I have work underway that uses a series of scripts to call mapcalc and crunch really large datasets on different parts of the world. I can run the scripts in separate instances of grass.
My understanding is that grass is designed to read and write a lot to the hard drive so that it can handle large data sets. So my question is would it faster to get two 250 gig SATA drives with one region of the world on each or one one 500 gig drive with both data sets?
Advice appreciated!
Jerry
Gerald Nelson
Professor, Dept. of Agricultural and Consumer Economics
University of Illinois, Urbana-Champaign
office: 217-333-6465
cell: 217-390-7888
315 Mumford Hall
1301 W. Gregory
Urbana, IL 61801
Gerald Nelson wrote:
I have work underway that uses a series of scripts to call mapcalc and
crunch really large datasets on different parts of the world. I can
run the scripts in separate instances of grass.
My understanding is that grass is designed to read and write a lot to
the hard drive so that it can handle large data sets. So my question
is would it faster to get two 250 gig SATA drives with one region of
the world on each or one one 500 gig drive with both data sets?

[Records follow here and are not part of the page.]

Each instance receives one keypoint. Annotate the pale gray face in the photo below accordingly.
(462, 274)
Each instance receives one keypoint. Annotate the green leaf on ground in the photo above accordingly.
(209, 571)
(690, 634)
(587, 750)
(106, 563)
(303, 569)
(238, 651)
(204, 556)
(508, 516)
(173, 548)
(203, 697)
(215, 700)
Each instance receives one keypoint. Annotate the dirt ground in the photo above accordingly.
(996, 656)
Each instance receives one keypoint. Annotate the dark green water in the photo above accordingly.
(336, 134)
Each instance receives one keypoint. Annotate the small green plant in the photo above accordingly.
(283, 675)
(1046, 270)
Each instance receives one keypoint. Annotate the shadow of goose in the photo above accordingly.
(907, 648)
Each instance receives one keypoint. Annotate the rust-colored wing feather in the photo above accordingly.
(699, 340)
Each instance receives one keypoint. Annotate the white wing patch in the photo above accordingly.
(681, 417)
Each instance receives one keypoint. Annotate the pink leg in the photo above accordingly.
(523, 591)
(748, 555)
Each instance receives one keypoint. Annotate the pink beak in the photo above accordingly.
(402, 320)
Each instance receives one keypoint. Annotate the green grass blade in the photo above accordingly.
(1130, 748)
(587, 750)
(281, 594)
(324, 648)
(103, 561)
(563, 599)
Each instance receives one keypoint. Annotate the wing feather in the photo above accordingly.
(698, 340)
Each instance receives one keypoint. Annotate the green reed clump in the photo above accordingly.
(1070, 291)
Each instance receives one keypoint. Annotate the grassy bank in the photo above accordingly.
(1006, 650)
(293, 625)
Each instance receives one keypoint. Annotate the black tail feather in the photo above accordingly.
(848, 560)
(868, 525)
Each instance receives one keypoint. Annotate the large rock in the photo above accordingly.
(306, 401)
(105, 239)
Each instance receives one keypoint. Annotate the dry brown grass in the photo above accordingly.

I'm not sure whether it would make any difference. Unless the
processing is particularly simple and you're storing maps
uncompressed, the processing will be the bottleneck, rather than disk
I/O.
Also, larger drives often have more platters and thus a a higher
sustained transfer rate.
Finally, if you have multiple drives, you can configure them as a
RAID-0 array so that they appear to be a single large drive, with
blocks alternated between the physical drives. This means that you
don't need to be accessing both datasets concurrently to get the
performance benefit.
--
Glynn Clements <glynn@gclements.plus.com>